ElevenLabs <> Claude Cookbooks

ElevenLabs provides AI-powered speech-to-text and text-to-speech APIs for creating natural-sounding voice applications with advanced features like voice cloning and streaming synthesis.

This cookbook demonstrates how to build a low-latency voice assistant by combining ElevenLabs' speech processing with Claude's intelligent responses, progressively optimizing for real-time performance.

What's Included

Low Latency Voice Assistant Notebook - An interactive tutorial that walks you through building a voice assistant step-by-step, demonstrating various optimization techniques to minimize latency through streaming.
WebSocket Streaming Script - A production-ready conversational voice assistant featuring continuous microphone input, gapless audio playback, and the lowest possible latency using WebSocket streaming.

How to Use This Cookbook

We recommend following this sequence to get the most out of this cookbook:

Step 1: Set Up Your Environment

Create a virtual environment:

# Navigate to the ElevenLabs directory
cd /path/to/claude-cookbooks/third_party/ElevenLabs

# Create virtual environment
python -m venv venv

# Activate it
source venv/bin/activate  # On macOS/Linux
# OR
venv\Scripts\activate     # On Windows

Get your API keys:
- ElevenLabs API key: elevenlabs.io/app/developers/api-keys
  
  When creating your API key, ensure it has the following minimum permissions:
  - Text to speech
  - Speech to text
  - Read access on voices
  - Read access on models
- Anthropic API key: console.anthropic.com/settings/keys

Configure your environment:

cp .env.example .env

Edit .env and add your API keys:

ELEVENLABS_API_KEY=your_elevenlabs_api_key_here
ANTHROPIC_API_KEY=sk-ant-api03-...

Install dependencies:

# With venv activated
pip install -r requirements.txt

Step 2: Work Through the Notebook

Start with the Low Latency Voice Assistant Notebook. This interactive guide will teach you:

How to use ElevenLabs for speech-to-text transcription
How to generate Claude responses and measure latency
How streaming reduces time-to-first-token
How to stream text-to-speech for faster audio playback
The tradeoffs between different streaming approaches
Why WebSocket streaming provides the best balance of latency and quality

The notebook includes performance metrics and comparisons at each step, helping you understand the impact of each optimization.

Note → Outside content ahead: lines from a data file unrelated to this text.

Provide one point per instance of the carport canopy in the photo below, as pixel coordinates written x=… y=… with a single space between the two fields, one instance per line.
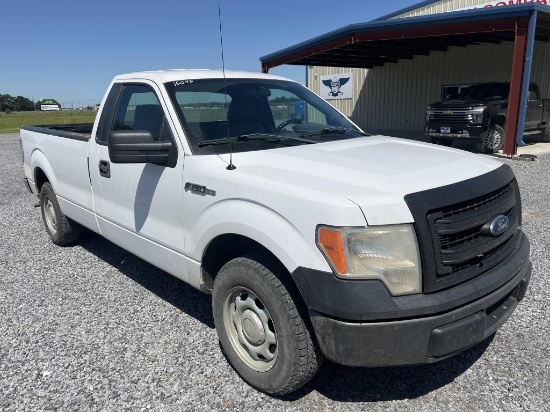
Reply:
x=371 y=44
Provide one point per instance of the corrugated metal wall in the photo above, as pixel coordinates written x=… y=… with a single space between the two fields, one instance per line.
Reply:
x=441 y=7
x=394 y=97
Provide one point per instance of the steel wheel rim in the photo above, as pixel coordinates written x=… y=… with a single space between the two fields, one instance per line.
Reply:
x=50 y=216
x=493 y=139
x=250 y=329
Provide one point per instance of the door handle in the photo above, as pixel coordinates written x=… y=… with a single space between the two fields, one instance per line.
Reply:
x=104 y=168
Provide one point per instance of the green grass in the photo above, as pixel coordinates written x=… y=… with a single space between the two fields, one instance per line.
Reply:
x=11 y=123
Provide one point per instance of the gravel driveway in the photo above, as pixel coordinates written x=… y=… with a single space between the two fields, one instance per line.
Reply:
x=92 y=327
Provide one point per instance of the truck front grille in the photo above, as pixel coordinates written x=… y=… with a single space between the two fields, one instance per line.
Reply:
x=450 y=116
x=450 y=221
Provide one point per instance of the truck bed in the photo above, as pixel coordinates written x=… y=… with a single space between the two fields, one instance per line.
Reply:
x=76 y=131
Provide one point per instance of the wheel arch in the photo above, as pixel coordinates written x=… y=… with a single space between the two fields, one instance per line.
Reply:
x=500 y=120
x=234 y=228
x=42 y=170
x=225 y=248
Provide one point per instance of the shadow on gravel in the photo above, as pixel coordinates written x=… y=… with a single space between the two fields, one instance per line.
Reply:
x=346 y=384
x=162 y=284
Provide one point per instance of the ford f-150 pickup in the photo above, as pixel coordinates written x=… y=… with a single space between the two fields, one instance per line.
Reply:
x=314 y=239
x=479 y=113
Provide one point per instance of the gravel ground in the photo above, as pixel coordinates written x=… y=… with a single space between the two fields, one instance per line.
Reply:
x=91 y=327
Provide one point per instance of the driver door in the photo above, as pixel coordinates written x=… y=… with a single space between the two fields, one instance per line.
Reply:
x=139 y=206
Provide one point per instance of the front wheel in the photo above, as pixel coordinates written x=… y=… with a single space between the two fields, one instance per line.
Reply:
x=262 y=329
x=492 y=141
x=62 y=230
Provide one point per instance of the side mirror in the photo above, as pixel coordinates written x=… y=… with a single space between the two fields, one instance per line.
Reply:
x=138 y=146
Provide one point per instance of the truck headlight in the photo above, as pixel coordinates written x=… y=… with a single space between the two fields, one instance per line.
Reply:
x=386 y=253
x=429 y=113
x=477 y=114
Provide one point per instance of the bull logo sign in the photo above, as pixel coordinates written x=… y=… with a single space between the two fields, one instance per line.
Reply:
x=337 y=86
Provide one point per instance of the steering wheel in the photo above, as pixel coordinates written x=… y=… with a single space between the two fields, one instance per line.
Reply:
x=279 y=128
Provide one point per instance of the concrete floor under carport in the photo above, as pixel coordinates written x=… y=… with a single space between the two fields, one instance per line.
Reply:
x=533 y=145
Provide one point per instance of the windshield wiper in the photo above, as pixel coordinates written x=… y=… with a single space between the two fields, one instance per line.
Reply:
x=271 y=138
x=333 y=130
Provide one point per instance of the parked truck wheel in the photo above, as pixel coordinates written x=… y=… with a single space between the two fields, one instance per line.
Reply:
x=442 y=142
x=62 y=230
x=492 y=141
x=262 y=329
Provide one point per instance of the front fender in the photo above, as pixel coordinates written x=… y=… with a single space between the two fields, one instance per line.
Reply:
x=40 y=161
x=259 y=223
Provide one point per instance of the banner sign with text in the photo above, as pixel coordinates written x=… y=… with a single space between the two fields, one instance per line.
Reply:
x=500 y=3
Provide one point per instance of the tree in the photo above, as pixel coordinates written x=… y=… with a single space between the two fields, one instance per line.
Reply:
x=23 y=104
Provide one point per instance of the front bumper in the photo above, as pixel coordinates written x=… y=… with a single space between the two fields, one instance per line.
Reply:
x=457 y=131
x=416 y=329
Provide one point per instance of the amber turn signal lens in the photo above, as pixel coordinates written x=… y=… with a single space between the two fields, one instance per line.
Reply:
x=332 y=244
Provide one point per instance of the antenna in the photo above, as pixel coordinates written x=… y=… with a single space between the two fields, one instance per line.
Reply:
x=230 y=166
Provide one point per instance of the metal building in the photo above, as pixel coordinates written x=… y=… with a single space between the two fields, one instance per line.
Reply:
x=401 y=62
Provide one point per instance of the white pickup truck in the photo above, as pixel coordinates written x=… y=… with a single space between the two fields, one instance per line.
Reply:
x=315 y=239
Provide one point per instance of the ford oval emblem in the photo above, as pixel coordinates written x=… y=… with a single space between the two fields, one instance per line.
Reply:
x=498 y=225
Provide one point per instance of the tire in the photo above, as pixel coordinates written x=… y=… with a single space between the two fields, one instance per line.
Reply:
x=492 y=141
x=262 y=326
x=62 y=230
x=441 y=141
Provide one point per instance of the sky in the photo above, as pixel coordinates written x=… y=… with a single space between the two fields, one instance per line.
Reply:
x=71 y=50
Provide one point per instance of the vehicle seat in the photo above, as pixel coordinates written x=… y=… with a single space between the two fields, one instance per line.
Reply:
x=242 y=117
x=148 y=117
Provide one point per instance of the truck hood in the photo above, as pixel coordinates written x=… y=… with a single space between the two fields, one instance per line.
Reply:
x=374 y=172
x=455 y=103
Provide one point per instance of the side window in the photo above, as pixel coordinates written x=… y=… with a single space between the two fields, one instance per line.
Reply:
x=138 y=108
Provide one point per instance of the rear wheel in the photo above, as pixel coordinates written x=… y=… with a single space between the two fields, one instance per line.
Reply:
x=62 y=230
x=262 y=328
x=441 y=141
x=492 y=141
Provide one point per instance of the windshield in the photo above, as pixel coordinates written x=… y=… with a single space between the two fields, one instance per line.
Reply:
x=485 y=91
x=228 y=110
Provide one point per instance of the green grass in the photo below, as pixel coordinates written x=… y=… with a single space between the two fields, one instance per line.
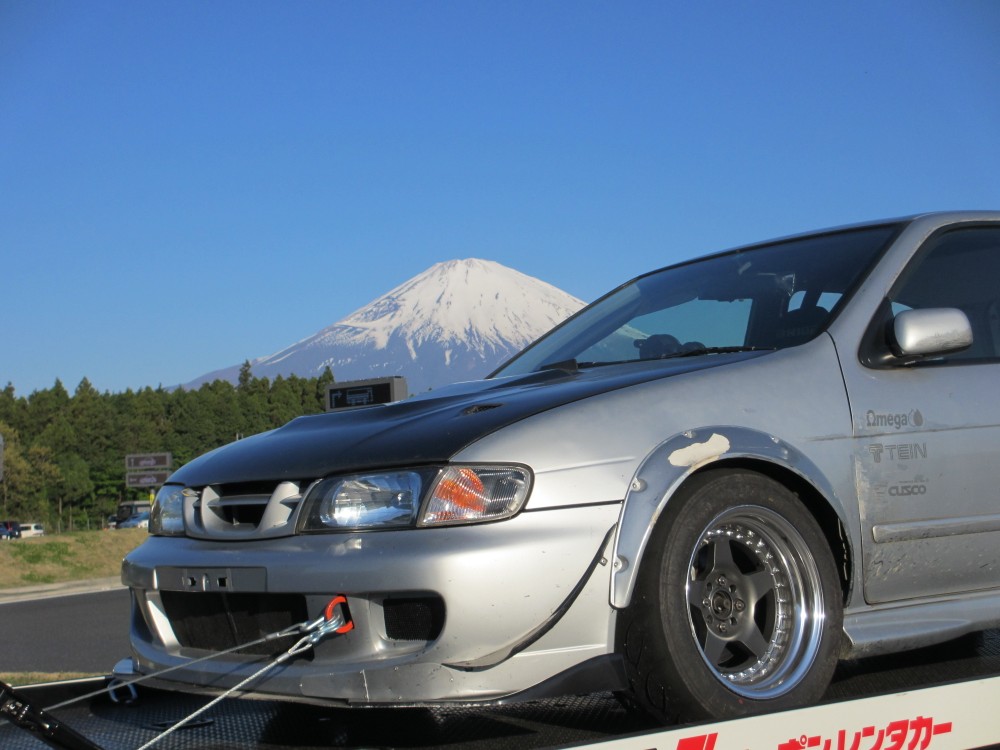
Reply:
x=65 y=557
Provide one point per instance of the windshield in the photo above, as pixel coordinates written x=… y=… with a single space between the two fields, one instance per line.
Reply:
x=765 y=297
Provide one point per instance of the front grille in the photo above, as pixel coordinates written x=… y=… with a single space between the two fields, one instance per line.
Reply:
x=243 y=511
x=413 y=619
x=220 y=621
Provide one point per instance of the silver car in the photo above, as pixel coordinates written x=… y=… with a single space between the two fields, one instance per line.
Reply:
x=700 y=492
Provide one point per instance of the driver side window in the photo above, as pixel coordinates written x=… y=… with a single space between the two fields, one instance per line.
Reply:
x=959 y=269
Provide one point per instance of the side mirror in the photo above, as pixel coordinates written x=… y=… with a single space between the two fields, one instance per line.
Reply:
x=918 y=334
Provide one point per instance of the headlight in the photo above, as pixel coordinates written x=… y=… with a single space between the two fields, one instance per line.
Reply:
x=426 y=497
x=166 y=518
x=363 y=501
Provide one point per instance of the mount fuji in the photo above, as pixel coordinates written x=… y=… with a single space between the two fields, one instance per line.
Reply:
x=458 y=320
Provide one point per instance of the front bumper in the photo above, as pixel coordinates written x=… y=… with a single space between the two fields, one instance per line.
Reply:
x=494 y=609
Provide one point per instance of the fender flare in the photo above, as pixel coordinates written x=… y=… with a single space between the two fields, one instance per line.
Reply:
x=667 y=467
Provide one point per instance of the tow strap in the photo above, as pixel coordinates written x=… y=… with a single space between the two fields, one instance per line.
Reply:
x=21 y=711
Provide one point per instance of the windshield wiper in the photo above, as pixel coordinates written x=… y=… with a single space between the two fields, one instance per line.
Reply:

Step 3: Try the Production Script

After understanding the concepts from the notebook, run the WebSocket Streaming Script to experience a fully functional voice assistant:

python stream_voice_assistant_websocket.py

How it works:

Press Enter to start recording
Speak your question into the microphone
Press Enter to stop recording
The assistant will respond with natural speech
Repeat or press Ctrl+C to exit

The script demonstrates production-ready implementations of:

Real-time microphone recording with sounddevice
Continuous conversation with context retention
WebSocket-based streaming for minimal latency
Custom audio queue for seamless playback

Troubleshooting

Audio Popping or Crackling

Symptom: You may occasionally hear brief pops, clicks, or audio dropouts during playback.

Explanation:

This occurs because the script uses MP3 format audio, which is required for the ElevenLabs free tier. When streaming MP3 data in real-time chunks, FFmpeg occasionally receives incomplete frames that cannot be decoded. This typically happens:

At the start of streaming (first chunk may be too small)
During brief network delays
At the end of audio generation (final chunk may be partial)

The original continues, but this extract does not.